NEW YORK -- Despite all the hoopla and analysis surrounding the proposed $70 billion powerhouse merger of Citicorp and Travelers Group, such nitty-gritty details as how their respective pension plans will be affected have yet to be addressed.
Spokesmen at both companies said management has not looked at this issue, adding it has yet to be determined if or when the two companies' retirement plans, totaling $12.1 billion, might be integrated.
Citicorp spokesman Jack Morris noted the retirement plans of both are overseen by the human resources departments, and the directors of those departments will be meeting to discuss details.
"A transition team met . . . and this issue will be addressed, but not immediately," Mr. Morris said.
The defined benefit plan of New York-based Citicorp had $3.7 billion in assets as of Sept. 30, while its defined contribution plan had $2.7 billion, according to Pensions & Investments' annual survey of the nation's largest pension funds. The defined benefit plan at Travelers Group, New York, had $3 billion as of Sept. 30, according to Nelson's 1998 Directory of Plan Sponsors. Its defined contribution plan had $2.7 billion.
Both plans manage around one-third of their defined benefit assets internally. Consultants said that whichever plan has the larger internal business could sway the balance of power at the new pension fund.
"When pension plans are merged, it becomes very political as to who gets to head it,"said Ronald Peyton, president, Callan Associates, San Francisco. "But once the firms resolve who is in charge, everything else tends to move pretty quickly. However, that can mean a lot of consolidation, especially in terms of staff and money managers."
The benefit formula is another issue, said Stephen Nesbitt, senior vice president, Wilshire Associates, Santa Monica, Calif.
"If both companies offer similar levels of benefits, there's no problem. But if one plan is more generous than the other, the new company could decide to keep the two plans separate, because they can't reduce benefits. Another option would be to create a new plan entirely."
The defined contribution plans are easier to merge, Mr. Nesbitt explained, because each participant has his or her own account balance, and it's mainly a matter of changing or consolidating options that are offered.
According to a P&I survey, Citicorp's defined contribution plan is allocated to 39% company stock, 29% other stock, 5% fixed income, 11% cash equivalents and 16% stable value. Its managers are Chancellor LGT Asset Management for domestic equities and bonds, and Citibank Global Asset Management for international equities, international bonds and balanced funds. Travelers declined to provide any details of its defined contribution program.
The proposed merger of the two pension funds has other potential complications, said Citicorp's Mr. Morris. For example, Travelers, which acquired Salomon Smith Barney last year, offers different pension plans at its different companies, and those will have to be sorted out.

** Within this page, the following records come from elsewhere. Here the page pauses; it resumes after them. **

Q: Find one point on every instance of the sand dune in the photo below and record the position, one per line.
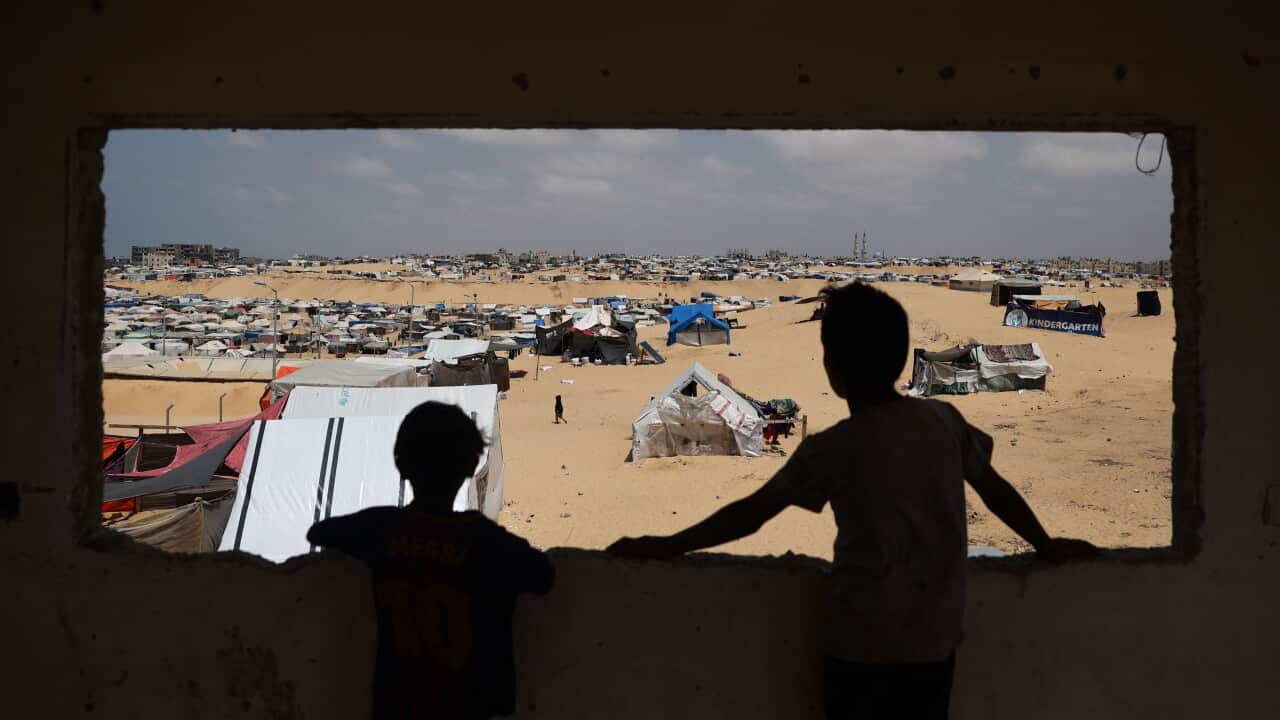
(1091, 454)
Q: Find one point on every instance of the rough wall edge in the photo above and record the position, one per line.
(1188, 432)
(641, 119)
(85, 235)
(81, 363)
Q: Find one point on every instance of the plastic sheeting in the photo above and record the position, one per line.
(451, 349)
(307, 469)
(977, 368)
(716, 422)
(338, 373)
(696, 326)
(480, 402)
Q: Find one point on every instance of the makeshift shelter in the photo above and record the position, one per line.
(1061, 313)
(973, 281)
(551, 341)
(129, 349)
(696, 324)
(1148, 302)
(347, 374)
(696, 414)
(332, 455)
(978, 368)
(1002, 292)
(196, 527)
(192, 465)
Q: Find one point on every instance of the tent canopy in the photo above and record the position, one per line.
(696, 414)
(979, 368)
(347, 374)
(696, 324)
(277, 496)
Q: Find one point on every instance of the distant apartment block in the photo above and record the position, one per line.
(182, 254)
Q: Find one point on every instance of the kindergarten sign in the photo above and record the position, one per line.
(1061, 320)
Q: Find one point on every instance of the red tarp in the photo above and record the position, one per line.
(208, 437)
(114, 445)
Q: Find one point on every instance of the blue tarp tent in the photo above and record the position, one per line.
(696, 324)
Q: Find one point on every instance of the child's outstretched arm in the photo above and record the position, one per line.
(1004, 500)
(730, 523)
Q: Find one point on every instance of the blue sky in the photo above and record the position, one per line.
(380, 192)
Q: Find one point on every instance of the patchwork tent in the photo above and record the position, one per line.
(696, 414)
(332, 455)
(1002, 291)
(696, 324)
(595, 335)
(338, 373)
(978, 368)
(129, 349)
(1061, 313)
(973, 281)
(1148, 302)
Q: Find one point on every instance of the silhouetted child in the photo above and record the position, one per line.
(894, 473)
(444, 582)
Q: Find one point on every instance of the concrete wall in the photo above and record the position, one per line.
(109, 632)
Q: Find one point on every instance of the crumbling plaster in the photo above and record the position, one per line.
(92, 629)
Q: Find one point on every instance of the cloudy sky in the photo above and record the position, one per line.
(379, 192)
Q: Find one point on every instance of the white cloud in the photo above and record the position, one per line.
(402, 140)
(513, 137)
(721, 168)
(877, 147)
(403, 188)
(368, 168)
(1083, 155)
(563, 186)
(247, 140)
(634, 140)
(465, 180)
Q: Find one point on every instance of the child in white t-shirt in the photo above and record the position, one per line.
(894, 473)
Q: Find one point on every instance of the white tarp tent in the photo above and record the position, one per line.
(339, 373)
(330, 454)
(714, 422)
(129, 350)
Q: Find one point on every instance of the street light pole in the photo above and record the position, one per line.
(275, 327)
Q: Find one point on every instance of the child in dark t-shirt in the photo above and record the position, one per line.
(894, 474)
(444, 582)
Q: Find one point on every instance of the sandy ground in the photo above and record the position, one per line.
(1091, 454)
(312, 285)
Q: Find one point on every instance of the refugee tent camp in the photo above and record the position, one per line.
(696, 414)
(696, 324)
(973, 279)
(595, 335)
(129, 349)
(337, 373)
(978, 368)
(330, 454)
(1004, 290)
(1148, 302)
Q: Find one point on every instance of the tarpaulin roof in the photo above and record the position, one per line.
(193, 464)
(347, 374)
(685, 315)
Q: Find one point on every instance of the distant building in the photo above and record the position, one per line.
(183, 254)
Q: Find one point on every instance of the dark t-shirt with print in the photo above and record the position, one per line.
(444, 586)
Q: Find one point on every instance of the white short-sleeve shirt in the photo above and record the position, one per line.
(894, 475)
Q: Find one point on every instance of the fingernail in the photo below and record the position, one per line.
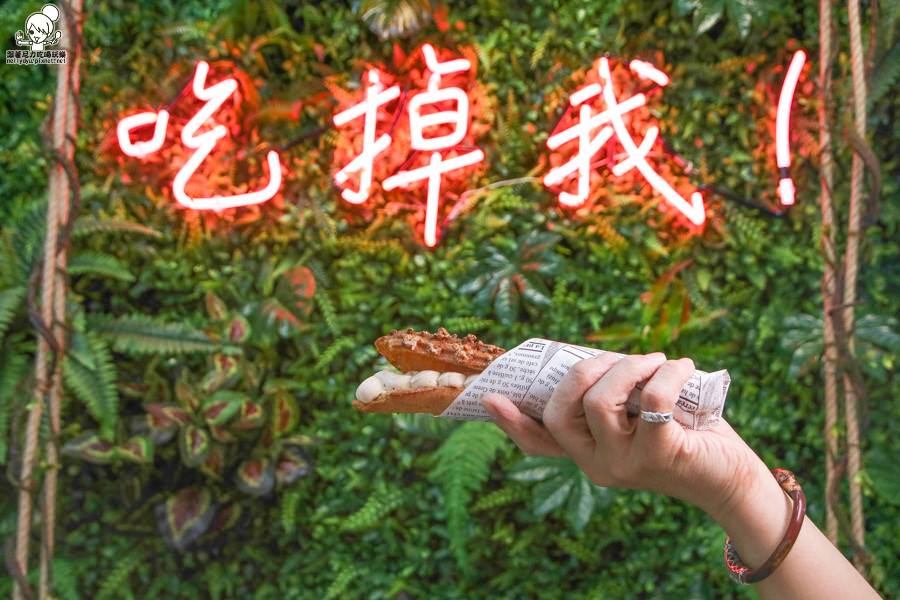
(488, 404)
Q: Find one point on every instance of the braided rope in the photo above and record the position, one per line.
(851, 263)
(42, 383)
(48, 375)
(67, 90)
(828, 277)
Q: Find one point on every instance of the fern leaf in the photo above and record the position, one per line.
(13, 369)
(140, 334)
(540, 49)
(328, 312)
(10, 300)
(98, 263)
(89, 372)
(334, 350)
(509, 494)
(88, 225)
(112, 586)
(462, 465)
(465, 325)
(379, 505)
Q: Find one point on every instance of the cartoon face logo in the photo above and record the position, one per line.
(40, 29)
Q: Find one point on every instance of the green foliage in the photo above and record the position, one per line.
(510, 272)
(727, 307)
(139, 334)
(378, 506)
(12, 370)
(740, 13)
(10, 299)
(500, 498)
(87, 225)
(395, 18)
(116, 581)
(562, 485)
(342, 579)
(462, 465)
(101, 264)
(90, 373)
(289, 502)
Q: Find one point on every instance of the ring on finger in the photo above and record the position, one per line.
(656, 417)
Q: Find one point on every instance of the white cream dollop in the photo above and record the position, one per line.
(387, 380)
(452, 379)
(369, 389)
(424, 379)
(392, 380)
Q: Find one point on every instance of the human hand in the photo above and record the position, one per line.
(586, 420)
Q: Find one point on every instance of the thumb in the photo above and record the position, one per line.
(659, 395)
(529, 435)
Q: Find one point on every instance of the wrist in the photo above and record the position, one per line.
(756, 516)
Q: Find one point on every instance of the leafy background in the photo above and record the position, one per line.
(410, 507)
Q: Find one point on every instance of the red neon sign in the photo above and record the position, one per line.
(458, 118)
(786, 190)
(202, 143)
(438, 125)
(435, 141)
(376, 96)
(611, 126)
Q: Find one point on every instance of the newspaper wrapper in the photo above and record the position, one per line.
(530, 372)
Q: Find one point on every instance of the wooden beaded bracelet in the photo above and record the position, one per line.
(741, 572)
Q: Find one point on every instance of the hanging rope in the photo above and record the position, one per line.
(828, 276)
(51, 321)
(851, 263)
(67, 176)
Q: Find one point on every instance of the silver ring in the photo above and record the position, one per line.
(652, 417)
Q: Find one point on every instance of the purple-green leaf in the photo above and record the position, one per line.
(187, 395)
(91, 448)
(251, 415)
(169, 413)
(138, 449)
(255, 476)
(185, 516)
(214, 465)
(285, 413)
(215, 308)
(238, 329)
(223, 405)
(194, 445)
(293, 463)
(222, 434)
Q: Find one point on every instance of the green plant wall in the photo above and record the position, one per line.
(282, 305)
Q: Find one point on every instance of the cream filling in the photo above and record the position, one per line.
(387, 380)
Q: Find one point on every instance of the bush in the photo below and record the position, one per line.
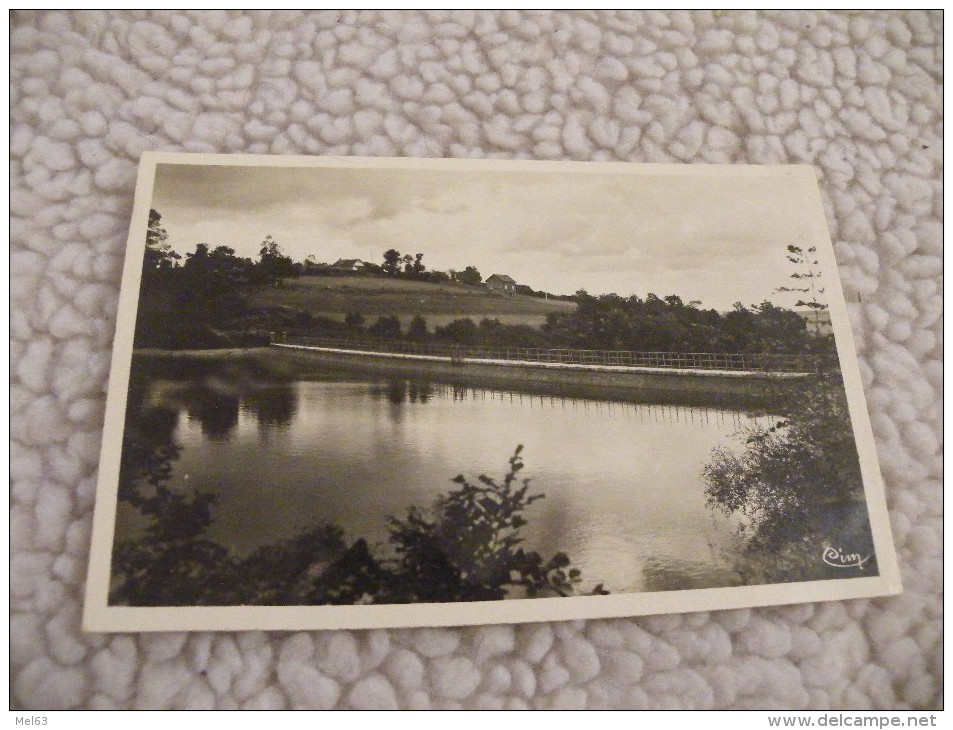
(796, 489)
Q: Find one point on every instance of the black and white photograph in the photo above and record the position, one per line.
(394, 392)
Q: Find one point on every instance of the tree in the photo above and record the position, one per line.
(159, 255)
(386, 327)
(392, 261)
(273, 265)
(467, 546)
(796, 488)
(417, 329)
(470, 276)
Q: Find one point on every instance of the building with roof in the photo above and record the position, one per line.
(501, 282)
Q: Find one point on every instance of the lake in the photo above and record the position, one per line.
(623, 492)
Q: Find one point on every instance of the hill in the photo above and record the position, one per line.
(439, 304)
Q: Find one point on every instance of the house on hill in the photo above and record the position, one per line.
(501, 282)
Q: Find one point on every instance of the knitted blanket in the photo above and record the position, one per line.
(857, 95)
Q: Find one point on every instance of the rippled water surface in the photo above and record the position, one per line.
(624, 498)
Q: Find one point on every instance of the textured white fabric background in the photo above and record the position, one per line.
(858, 95)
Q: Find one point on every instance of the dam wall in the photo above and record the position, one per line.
(596, 381)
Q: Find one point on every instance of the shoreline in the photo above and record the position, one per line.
(295, 363)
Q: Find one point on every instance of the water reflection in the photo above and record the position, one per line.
(402, 391)
(622, 479)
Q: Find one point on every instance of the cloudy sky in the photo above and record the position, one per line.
(718, 238)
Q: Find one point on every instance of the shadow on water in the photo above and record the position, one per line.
(662, 573)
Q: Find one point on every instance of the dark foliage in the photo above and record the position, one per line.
(466, 547)
(796, 488)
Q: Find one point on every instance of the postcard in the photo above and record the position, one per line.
(356, 393)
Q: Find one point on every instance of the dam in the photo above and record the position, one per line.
(618, 375)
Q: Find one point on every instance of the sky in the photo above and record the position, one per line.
(716, 237)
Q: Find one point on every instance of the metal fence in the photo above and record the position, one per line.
(760, 362)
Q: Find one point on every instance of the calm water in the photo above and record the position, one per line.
(624, 498)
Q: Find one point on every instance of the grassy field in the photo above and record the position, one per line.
(439, 304)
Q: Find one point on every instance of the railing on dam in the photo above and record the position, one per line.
(728, 361)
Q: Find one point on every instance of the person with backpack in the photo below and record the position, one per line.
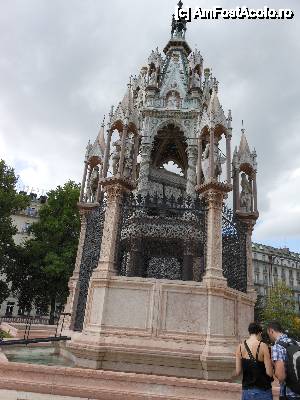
(286, 359)
(253, 360)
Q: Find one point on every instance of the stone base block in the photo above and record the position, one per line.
(162, 327)
(39, 382)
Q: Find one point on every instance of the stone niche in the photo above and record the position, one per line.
(162, 327)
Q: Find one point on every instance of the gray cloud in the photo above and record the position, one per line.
(63, 63)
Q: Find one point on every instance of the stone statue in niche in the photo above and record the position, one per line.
(246, 194)
(218, 161)
(92, 185)
(128, 159)
(153, 78)
(196, 80)
(172, 101)
(116, 156)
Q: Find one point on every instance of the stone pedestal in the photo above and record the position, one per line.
(163, 327)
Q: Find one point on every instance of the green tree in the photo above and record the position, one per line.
(280, 305)
(10, 202)
(52, 250)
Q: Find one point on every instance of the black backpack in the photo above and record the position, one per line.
(292, 365)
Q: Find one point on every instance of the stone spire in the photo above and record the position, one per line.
(178, 27)
(101, 139)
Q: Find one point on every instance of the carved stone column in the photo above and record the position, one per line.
(191, 172)
(187, 270)
(249, 219)
(122, 154)
(73, 284)
(199, 159)
(135, 155)
(228, 158)
(106, 266)
(83, 181)
(214, 193)
(144, 168)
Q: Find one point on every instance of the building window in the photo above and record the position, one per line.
(9, 309)
(25, 227)
(31, 212)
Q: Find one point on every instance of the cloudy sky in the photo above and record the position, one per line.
(63, 63)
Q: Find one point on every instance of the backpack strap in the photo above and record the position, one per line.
(249, 352)
(287, 344)
(257, 351)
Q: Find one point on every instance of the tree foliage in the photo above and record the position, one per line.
(280, 305)
(10, 202)
(50, 254)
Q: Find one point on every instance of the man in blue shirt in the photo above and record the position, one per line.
(279, 358)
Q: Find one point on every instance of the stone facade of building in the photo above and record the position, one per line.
(272, 265)
(22, 220)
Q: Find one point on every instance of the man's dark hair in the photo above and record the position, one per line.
(275, 325)
(254, 328)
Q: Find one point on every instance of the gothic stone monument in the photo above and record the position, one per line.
(163, 276)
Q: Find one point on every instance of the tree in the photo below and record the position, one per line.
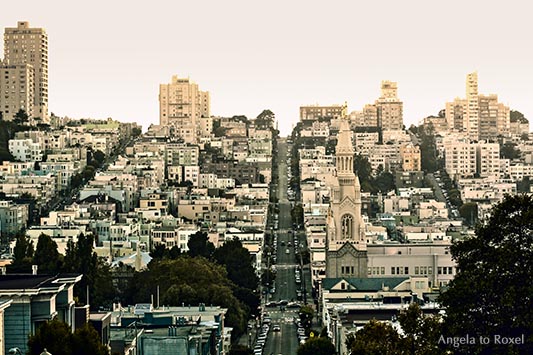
(54, 335)
(135, 131)
(317, 346)
(46, 255)
(238, 262)
(421, 333)
(199, 245)
(376, 338)
(491, 295)
(86, 341)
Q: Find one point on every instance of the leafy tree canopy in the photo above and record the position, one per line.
(491, 295)
(199, 245)
(46, 255)
(317, 346)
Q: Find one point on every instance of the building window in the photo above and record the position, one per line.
(346, 226)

Travelers' investment profile is much more conservative than Citicorp's. As of Sept. 30, Travelers had only 7.2% of its defined benefit assets invested in stocks, while Citicorp had 70% in stocks.
Ronald Walter, director of investments at Citicorp, said the allocation changed at the end of 1997 to 60% stocks, 25% fixed income, 9% real estate and 6% cash and enhanced cash products. It uses Chancellor LGT Asset Management for domestic equities and bonds; Snyder Capital, domestic equities; Bridgewater Associates, international bonds; and Citibank Global Asset Management, a subsidiary of Citicorp, for international equities and international bonds.
RREEF Real Estate Funds is the only manager that invests for both pension funds, in real estate equity.
Travelers internally manages $63.8 million in fixed income and $34.3 million in cash or cash equivalent products, according to the 1998 Nelson's directory. Its asset allocation, according to Nelson's is 1.7% cash;, 7.2% equities; 11.9% fixed income; 2.3% general insurance and 76.9% other investments.
Travelers' outside money managers, according to the 1998 Nelson's directory, are Bankers Trust Co. for cash; Hoisington Investment Management, bonds; RCM Capital and LLC Equities, bonds; and Smith Barney,mutual funds.
The companies' actuarial profiles appear similar, judging by statistics cited in their annual reports. Travelers' discount rate is 7%, while Citicorp's is 7.25%. The discount rate is the rate at which the stream of future liabilities is calculated back to present value. Travelers expects its future compensation rate to grow at an average of 4.5% with a rate of return of 9%. Citicorp expects its compensation rate to grow at an average 5%, with a 9% rate of return.